Progress on prosecutions related to the March riots has been limited, despite being given priority in the justice system. More than two years later, only 426 individuals have been charged in connection with the violence, mostly for minor offenses such as theft, with just over half resulting in final decisions.

The criminal justice response to the March 2004 violence provides a useful yardstick by which to measure progress on accountability efforts in the province generally. After almost seven years of international administration, the authorities should have had sufficient time to address the shortcomings in the legal framework, the police, the prosecuting authorities and the courts. Moreover, in the wake of the March violence, there was an unequivocal commitment from the international community that those responsible would be brought to justice.
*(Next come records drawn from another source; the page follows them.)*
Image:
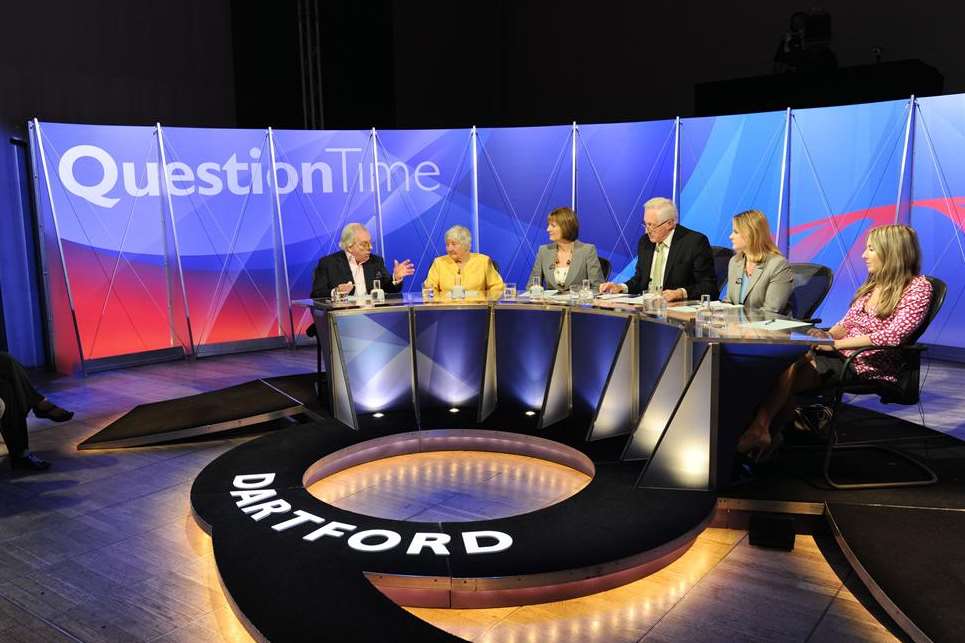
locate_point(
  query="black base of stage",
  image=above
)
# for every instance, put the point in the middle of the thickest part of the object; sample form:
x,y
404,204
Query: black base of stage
x,y
904,543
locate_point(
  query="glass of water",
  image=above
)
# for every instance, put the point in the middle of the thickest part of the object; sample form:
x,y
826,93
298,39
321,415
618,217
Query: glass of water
x,y
510,291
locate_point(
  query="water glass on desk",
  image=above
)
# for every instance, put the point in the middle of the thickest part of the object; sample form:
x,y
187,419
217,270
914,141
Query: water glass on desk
x,y
509,293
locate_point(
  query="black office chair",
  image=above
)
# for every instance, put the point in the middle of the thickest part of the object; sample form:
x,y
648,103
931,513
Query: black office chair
x,y
722,257
905,391
812,283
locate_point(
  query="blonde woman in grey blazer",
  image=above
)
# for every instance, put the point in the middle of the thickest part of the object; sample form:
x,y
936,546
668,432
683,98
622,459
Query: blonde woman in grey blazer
x,y
757,276
565,261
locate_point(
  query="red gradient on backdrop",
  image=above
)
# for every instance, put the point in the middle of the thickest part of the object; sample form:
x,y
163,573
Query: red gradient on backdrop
x,y
120,301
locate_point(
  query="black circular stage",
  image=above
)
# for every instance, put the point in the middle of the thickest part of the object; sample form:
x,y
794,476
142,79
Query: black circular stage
x,y
297,568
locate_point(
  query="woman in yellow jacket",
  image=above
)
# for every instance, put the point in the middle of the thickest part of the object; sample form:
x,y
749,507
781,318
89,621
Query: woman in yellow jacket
x,y
476,271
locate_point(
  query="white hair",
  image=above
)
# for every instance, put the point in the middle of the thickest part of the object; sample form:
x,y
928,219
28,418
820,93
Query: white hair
x,y
460,234
665,208
347,239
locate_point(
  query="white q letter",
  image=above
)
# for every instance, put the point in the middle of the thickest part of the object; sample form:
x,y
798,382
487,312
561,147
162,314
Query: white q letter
x,y
93,193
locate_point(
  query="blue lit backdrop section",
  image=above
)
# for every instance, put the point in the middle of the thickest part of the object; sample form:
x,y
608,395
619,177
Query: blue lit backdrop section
x,y
106,188
325,180
378,360
524,173
845,163
525,351
729,164
619,167
938,207
450,355
426,187
224,215
596,339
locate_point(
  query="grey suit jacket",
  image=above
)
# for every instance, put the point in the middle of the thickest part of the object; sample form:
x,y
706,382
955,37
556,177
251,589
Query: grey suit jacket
x,y
770,284
584,265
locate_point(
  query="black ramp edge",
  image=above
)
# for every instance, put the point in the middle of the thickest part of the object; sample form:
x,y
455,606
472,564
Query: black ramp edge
x,y
915,557
170,416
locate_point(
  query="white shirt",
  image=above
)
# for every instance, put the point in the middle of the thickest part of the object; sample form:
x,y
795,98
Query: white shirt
x,y
358,275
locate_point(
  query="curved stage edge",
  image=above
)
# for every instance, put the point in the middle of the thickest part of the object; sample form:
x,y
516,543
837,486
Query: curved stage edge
x,y
283,588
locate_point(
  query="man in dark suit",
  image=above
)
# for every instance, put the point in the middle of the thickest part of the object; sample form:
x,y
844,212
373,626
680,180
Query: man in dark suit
x,y
354,267
675,259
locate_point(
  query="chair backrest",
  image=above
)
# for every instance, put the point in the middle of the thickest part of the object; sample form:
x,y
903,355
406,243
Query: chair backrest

Yet the report analyzes the failure to bring to justice many of those responsible for the violence. Key factors include:

  • Inadequate preparation and training for the impact of major reforms to the criminal justice system introduced three weeks after the March riots. For example, the reforms gave prosecutors a central role in investigations, a shift in responsibility for which none of the players were adequately prepared.
  • The creation of a special, separate international police operation to investigate March cases, which was inadequate, de-linked from the mainstream investigation process and ultimately failed.
  • Ineffective policing, including lack of follow-up, poor coordination between international and national police, and inadequate collaboration with prosecutors.
  • Inadequate witness protection measures.
  • Inadequate oversight and prioritization of the criminal justice system by the United Nations administration in Kosovo.

“No one should pretend that building the rule of law in Kosovo is easy,” said Cartner. “But there are plenty of basic steps – like making sure that prosecutors are properly trained and institutions work together – that can make a big difference today.”

The inadequate criminal justice response to violence in March 2004 symbolizes one of the greatest problems faced by Kosovo today: rampant impunity for crime, particularly where it has a political or ethnic dimension. The track record on investigating and prosecuting war crimes and inter-ethnic crimes prior to March 2004 is also extremely poor.

The result is the continuation of a cycle of impunity and the reinforcement of the belief in all communities in Kosovo – majority and minority alike – that the criminal justice system is neither reliable nor in the service of the people. Minorities, particularly Kosovar Serbs, have less faith than ever that they can live safely in Kosovo.

“Not on the Agenda” also highlights the absence of an effective outreach strategy to inform affected communities about the outcome of investigations and prosecutions arising from the March 2004 violence, and the lack of transparency in the system. This makes it difficult for people to obtain basic information about the outcome of criminal cases and for groups to monitor the system as a whole.

The report calls on key actors in Kosovo, including the United Nations, the Organization for Security and Cooperation in Europe, the police and the provisional government in Kosovo, to take immediate steps to tackle the criminal justice system. These include: ensuring proper oversight of the courts; developing an action plan to establish a judicial police branch to work directly with investigative prosecutors; increasing collaboration between international and national police, prosecutors and judges; and establishing a more effective witness protection system.

The report urges the six-nation Contact Group and the European Union to prioritize accountability in their policies toward Kosovo, including by ensuring that a functioning criminal justice system is accepted by all parties as integral to the successful resolution of Kosovo’s status, and providing the material support necessary to enable the creation of an effective system for witness relocation and protection.